A kilogram of rhino horns is reportedly worth $65,000, with demands coming from East Asia where the animal horn is seen as both a medicine and a status symbol. The international nexus for poaching is rather sophisticated, where networks link poor South African village with traffickers and then people who buy it. Even law enforcement conveniently turns a blind eye as corruption continues. Tate and the US vets began training the rangers themselves under the training program, where a part includes security assessments to scour out any vulnerable areas that serve as gateways for poachers to enter undetected. Some VETPAW members accompany rangers equipped with night visions copes and military equipment to identify poachers and stop them in their tracks.
In addition to teaching the rangers, VETPAW also goes out into the community to educate residents about the devastating effects of poaching and the role they can play in ending it. The poaching top dogs sometimes pay villagers, who are grappling with economic instability to support their family, big money to kill an elephant and rhino. VETPAW's aim is to teach locals that by doing so, not only are they harming wildlife but also risking getting arrested or killed. The team of veterans also tries to work with neighborhoods in identifying local poachers and having them arrested. "We did a lot of undercover investigation and helped local law enforcement," Tate said.
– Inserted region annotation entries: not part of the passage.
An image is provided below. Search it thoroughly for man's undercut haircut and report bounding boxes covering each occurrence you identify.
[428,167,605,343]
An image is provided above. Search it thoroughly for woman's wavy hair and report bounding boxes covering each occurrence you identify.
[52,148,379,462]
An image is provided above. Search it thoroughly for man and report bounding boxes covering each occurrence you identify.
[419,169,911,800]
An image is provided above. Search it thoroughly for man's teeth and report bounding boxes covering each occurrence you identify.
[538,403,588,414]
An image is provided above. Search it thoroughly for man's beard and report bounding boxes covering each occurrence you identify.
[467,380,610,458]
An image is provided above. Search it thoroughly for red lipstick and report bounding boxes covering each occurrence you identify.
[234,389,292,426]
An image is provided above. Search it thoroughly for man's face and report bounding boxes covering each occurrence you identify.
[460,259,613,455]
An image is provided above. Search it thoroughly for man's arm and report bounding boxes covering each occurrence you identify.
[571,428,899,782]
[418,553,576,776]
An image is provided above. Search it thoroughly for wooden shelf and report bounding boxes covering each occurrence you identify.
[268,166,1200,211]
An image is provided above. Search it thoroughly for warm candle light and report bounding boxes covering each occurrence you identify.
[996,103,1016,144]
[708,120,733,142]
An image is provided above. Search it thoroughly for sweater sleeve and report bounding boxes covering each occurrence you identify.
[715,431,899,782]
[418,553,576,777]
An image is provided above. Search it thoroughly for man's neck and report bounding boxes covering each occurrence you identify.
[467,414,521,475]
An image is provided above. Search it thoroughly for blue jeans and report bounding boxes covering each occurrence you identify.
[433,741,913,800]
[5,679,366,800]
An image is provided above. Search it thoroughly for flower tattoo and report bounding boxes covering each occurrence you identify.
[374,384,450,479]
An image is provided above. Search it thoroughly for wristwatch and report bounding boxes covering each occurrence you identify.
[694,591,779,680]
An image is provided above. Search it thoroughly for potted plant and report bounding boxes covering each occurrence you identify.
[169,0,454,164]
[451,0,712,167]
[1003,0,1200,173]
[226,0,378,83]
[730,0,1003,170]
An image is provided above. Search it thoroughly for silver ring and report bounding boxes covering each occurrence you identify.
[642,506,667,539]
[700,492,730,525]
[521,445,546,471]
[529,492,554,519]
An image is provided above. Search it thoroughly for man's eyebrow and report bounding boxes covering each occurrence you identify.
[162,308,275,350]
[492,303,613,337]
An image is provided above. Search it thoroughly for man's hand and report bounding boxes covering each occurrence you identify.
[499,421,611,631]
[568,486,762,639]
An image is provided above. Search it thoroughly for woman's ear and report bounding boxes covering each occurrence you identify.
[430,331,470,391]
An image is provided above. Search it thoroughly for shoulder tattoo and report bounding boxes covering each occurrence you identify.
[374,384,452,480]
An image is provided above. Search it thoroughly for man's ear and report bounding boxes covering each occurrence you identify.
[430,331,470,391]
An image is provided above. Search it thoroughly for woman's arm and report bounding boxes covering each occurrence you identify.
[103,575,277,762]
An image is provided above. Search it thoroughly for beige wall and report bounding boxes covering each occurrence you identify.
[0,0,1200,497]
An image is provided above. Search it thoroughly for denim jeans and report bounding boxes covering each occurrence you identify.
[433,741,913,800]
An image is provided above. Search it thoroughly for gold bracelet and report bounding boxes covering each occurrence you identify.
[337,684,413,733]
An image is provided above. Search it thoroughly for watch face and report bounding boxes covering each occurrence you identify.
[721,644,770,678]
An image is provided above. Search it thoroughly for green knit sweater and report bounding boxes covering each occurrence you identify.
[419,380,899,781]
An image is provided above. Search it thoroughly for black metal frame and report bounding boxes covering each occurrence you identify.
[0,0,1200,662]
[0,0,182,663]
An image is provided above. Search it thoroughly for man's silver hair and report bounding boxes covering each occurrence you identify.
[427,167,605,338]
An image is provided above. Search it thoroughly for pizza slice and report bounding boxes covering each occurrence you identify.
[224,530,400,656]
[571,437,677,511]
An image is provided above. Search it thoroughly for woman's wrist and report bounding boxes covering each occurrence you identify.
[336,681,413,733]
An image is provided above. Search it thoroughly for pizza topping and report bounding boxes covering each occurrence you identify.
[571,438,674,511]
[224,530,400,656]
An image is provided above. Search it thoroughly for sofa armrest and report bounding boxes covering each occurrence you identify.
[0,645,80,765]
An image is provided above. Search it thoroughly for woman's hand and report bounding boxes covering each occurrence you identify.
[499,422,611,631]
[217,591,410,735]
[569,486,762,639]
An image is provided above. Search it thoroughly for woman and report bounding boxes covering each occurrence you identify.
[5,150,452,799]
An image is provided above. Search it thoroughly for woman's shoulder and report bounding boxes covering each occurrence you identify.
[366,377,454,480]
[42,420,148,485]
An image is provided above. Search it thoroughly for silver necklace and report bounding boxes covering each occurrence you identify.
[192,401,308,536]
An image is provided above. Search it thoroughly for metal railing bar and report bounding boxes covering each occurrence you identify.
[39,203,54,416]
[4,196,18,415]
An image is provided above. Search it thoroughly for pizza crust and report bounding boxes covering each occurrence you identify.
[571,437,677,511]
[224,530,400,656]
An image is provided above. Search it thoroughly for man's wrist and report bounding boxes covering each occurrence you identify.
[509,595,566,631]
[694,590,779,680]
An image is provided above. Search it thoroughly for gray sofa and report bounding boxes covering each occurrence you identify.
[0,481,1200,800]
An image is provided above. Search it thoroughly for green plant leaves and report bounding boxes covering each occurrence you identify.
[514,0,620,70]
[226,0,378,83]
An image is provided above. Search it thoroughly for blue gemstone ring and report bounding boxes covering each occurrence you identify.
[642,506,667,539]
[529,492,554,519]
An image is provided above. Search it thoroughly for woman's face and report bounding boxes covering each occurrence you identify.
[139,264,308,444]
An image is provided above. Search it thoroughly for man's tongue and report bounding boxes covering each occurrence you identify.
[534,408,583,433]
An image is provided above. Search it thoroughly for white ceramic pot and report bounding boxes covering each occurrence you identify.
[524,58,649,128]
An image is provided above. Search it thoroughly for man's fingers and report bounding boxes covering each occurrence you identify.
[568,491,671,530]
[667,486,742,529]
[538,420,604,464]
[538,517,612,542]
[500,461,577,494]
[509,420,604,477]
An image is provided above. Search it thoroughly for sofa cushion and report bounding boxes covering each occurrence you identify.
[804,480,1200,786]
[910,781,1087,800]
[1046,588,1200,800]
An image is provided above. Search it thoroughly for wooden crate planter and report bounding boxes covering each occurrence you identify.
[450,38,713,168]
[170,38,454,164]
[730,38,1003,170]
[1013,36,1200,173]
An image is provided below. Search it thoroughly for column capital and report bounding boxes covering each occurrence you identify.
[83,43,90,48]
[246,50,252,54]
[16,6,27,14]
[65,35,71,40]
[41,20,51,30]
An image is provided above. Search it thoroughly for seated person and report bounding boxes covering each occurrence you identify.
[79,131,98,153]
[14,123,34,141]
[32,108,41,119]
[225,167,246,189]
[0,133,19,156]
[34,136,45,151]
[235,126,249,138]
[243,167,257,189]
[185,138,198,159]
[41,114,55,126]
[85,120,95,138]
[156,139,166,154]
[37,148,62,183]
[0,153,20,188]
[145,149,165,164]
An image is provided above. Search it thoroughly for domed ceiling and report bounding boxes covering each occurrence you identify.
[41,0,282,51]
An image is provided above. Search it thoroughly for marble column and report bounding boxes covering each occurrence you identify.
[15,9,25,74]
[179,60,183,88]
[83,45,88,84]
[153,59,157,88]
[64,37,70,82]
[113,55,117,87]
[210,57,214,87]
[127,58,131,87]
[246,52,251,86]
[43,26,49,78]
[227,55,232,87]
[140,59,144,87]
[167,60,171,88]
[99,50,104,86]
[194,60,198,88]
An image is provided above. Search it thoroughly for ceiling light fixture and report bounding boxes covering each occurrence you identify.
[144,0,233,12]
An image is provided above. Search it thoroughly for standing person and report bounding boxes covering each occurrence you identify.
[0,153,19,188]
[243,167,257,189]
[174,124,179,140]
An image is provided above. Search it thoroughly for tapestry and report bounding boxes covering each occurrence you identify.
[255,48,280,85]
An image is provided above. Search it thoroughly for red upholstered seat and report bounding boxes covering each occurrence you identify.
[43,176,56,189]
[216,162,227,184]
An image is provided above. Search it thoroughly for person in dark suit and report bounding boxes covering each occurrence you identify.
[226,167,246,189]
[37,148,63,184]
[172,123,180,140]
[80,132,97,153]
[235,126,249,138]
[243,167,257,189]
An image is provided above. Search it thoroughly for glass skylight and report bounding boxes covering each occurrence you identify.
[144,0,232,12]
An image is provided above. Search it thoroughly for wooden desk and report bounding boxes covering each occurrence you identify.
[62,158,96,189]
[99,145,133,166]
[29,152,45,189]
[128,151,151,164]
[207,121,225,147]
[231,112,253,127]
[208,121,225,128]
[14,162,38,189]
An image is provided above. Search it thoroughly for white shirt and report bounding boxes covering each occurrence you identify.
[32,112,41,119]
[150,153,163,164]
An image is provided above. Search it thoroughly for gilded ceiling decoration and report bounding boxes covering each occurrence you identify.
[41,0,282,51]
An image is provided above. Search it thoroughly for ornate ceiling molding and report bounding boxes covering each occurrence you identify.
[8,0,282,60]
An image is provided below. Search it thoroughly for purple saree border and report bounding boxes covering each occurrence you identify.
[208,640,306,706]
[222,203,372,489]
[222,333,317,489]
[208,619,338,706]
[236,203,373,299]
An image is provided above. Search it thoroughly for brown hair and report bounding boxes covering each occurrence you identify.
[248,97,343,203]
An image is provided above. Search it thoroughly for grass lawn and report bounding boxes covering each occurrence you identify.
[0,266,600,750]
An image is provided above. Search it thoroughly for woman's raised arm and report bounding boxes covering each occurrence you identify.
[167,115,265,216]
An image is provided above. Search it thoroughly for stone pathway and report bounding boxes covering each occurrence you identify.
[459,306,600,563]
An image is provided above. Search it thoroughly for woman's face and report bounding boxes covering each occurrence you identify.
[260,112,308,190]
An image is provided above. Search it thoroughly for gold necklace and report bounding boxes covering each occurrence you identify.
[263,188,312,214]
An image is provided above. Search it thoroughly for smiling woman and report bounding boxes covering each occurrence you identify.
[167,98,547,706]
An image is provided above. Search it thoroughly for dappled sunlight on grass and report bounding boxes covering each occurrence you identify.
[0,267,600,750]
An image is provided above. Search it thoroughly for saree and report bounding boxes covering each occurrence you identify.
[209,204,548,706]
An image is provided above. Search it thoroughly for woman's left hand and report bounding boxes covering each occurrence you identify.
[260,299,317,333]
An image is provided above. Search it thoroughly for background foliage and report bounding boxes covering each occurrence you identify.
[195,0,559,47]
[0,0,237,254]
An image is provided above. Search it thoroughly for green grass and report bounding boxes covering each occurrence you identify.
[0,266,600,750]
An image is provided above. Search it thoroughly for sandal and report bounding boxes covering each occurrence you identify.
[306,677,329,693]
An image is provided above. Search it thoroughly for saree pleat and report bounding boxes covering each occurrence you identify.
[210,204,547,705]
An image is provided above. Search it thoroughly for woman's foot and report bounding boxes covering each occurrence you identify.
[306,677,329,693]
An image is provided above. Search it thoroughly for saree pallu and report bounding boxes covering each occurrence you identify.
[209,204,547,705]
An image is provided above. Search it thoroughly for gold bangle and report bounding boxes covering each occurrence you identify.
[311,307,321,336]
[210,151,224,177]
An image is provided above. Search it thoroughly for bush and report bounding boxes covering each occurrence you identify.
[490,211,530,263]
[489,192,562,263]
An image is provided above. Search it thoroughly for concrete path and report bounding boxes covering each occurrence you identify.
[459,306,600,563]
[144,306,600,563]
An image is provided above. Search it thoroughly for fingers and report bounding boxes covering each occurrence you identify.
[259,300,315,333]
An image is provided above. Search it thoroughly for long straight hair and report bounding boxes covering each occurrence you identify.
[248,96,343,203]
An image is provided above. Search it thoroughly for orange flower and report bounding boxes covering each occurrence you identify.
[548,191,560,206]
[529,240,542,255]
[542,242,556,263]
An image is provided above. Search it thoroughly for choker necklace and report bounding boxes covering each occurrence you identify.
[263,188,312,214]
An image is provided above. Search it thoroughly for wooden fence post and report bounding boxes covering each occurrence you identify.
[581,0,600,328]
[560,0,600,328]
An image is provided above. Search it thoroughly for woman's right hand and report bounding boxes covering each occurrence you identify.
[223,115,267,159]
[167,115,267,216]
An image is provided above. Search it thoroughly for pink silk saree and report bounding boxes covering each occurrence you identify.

Over the past year, Tate and his team of over 30 post-9/11 veterans trained the rangers and patrolled up to 100,000 acres.
Tate recalls with immense pride the times he spent sleeping in the forest with rangers while trying to get his organization together. “You see veterans becoming conservationists,” Tate said. “They’ve found something amazing. I’m super proud of that. It’s so powerful. It’s very rewarding.” The veterans work tirelessly to conserve critically endangered African species, and their communities and ecosystems. For someone like Tate, who went from fighting in the trenches to heading the battle against poaching in the African wildlife, the self-funded mission has helped him attain post-war peace. VETPAW has also changed the lives of dozens of other veterans while helping to save countless high-risk animals. Safe to say, without the non-profit's dedication and help, these animals would have been well on their way to becoming extinct. "Doing what I’m doing saved me. It gave me a happy purpose to use my trauma in life to help another species,” Tate asserted.